Taxonomic classification of the preprocessed or clean reads was performed using Kaiju (v1.7.3) and Kraken2 (v2.1.0) against both indexed bacterial MAR (v1.5, June 2020) and RefSeq (July 2020) databases at default parameter settings and thread 15. The MAR databases differentiate marine microbial genomes based on the level of curatedness. In the current study, both MarRef v1.5 and MarDb v1.5 were merged (here referred to as MAR) and used as the reference databases. The reference database for taxonomic classification was tailored to bacterial protein and nucleotide genome sequences and indexed using Kaiju and Kraken2 respectively. Four indexed classifier-database combinations were created: kaiju-MAR (25 GB), kraken2-MAR (49 GB), Kaiju-RefSeq (31 GB), and kraken2-RefSeq (42.6 GB). Classified reads were imported using the phyloseq package [18] in R, and the corresponding count values were converted into percentages for both sequencing platforms (12 samples), where 100% refers to the total read count of a sample. Subsequently, the taxonomically classified reads were subjected to Principal Coordinate Analysis (PCoA) analysis using Bray-Curtis dissimilarities at the taxonomic ranks phylum, order, and genus in R with the ordinate function from phyloseq package.

Assembly

The assembly of both normalized and preprocessed/clean reads from both HiSeq3000 and BGISEQ-500 platforms was performed using MEGAHIT v1.2.9 [19] and metaSPAdes v3.13.0 [20], except for the assembly of normalized reads from HiSeq3000 due to high computational requirements. It resulted in 84 combinations of input reads, assemblers, sequencing platforms, and sample points, and each combination was assembled at default k-mer values. Assembly qualities of contigs greater than 500 bp were evaluated using MetaQuast v5.0.2 [21]. The MEGAHIT assemblies were conducted locally using 40 threads on Intel(R) Xeon(R) Gold 6150 CPU @ 2.70 GHz processors and Intel(R) Xeon(R) Gold 6240R CPU @ 2.40 GHz processors.

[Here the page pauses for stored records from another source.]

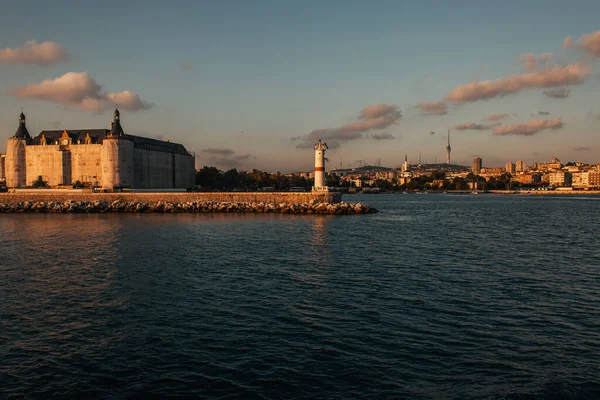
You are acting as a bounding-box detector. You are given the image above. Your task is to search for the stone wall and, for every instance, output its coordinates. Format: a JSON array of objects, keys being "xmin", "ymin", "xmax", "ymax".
[
  {"xmin": 0, "ymin": 190, "xmax": 342, "ymax": 204},
  {"xmin": 0, "ymin": 154, "xmax": 6, "ymax": 181},
  {"xmin": 133, "ymin": 149, "xmax": 195, "ymax": 189},
  {"xmin": 69, "ymin": 144, "xmax": 102, "ymax": 184},
  {"xmin": 25, "ymin": 145, "xmax": 67, "ymax": 186}
]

The metaSPAdes v3.13.0 assemblies were performed on Sigma2 - the National Infrastructure for High Performance Computing and Data Storage in Norway. Supplementary Fig. 1 was generated on relative values (–1 to 1) using the ComplexHeatmap R package [22]. Relative values were recomputed as mean of assembly statistics from each UnPreprocessed reads-assembler combination relative to average value obtained from all combinations, as described in a previous publication [23]. An in-house bash script was used to calculate the maximum memory (RAM) utilized and total run-time during both taxonomy classification and assembly.

Results

Normalization and preprocessing of sequence data

Illumina HiSeq3000 generated a higher number of bases, on average (~36 billion bases and fewer reads ~241 M) than BGISEQ-500 (~32 billion bases or ~322 M reads) at most sample points (Fig. 2). Normalization enabled us to retain ~ 23-38 billion high-quality bases with average Q20 scores of ~99.04% and ~97.25% for HiSeq3000 and BGISEQ-500 generated normalized/unprocessed reads, respectively (Supplementary Table 1). High-quality sequences were characterized by a lack of ambiguous base calls or base-calling errors, represented by an ‘N’. We observed that such errors were almost absent (<0.6%) in BGISEQ-500 reads but ranged from 5-11% at the end of HiSeq3000 reads (8 bp), which were discarded by quality control tools. Moreover, HiSeq3000 reads showed a high amount of Nextera adapter contamination in three out of 12 samples, while the BGISEQ-500 reads were almost free from adapter sequences. The duplication ratio in HiSeq3000 generated reads was slightly higher than that in BGISEQ-500 generated reads (Supplementary Table 1). The GC percentage of HiSeq3000 and BGISEQ-500 generated reads ranged between 52%–56% and 51%–55%, respectively (Supplementary Fig. 2). Finally, the length of preprocessed reads varied between 117–130 bp for HiSeq3000 and ~100 bp for BGISEQ-500.

Taxonomic classification

The taxonomic classification of preprocessed reads from both sequencing platforms in all samples resulted in 16,667 unique bacterial taxonomic IDs (Supplementary Table 2.1). A significant proportion of taxa (~40.3%) were unique to a particular database, irrespective of the classifier and database type used (Supplementary Fig. 3). The RefSeq database uniquely identified approximately 49.5% (or 8,242 taxa) of total classified taxa. Similarly, the MAR database uniquely contributed significantly to the identification of approximately 40.7% (or 6,796 taxa) of the total taxa. Kraken2, using RefSeq, identified 1,066 taxa (6.4% of total classified taxa) that were unique and not identified by any other classifier-database combination. In contrast, 1,484 taxa or 8.9% of the total classified taxa were identified by all classifier-database combinations.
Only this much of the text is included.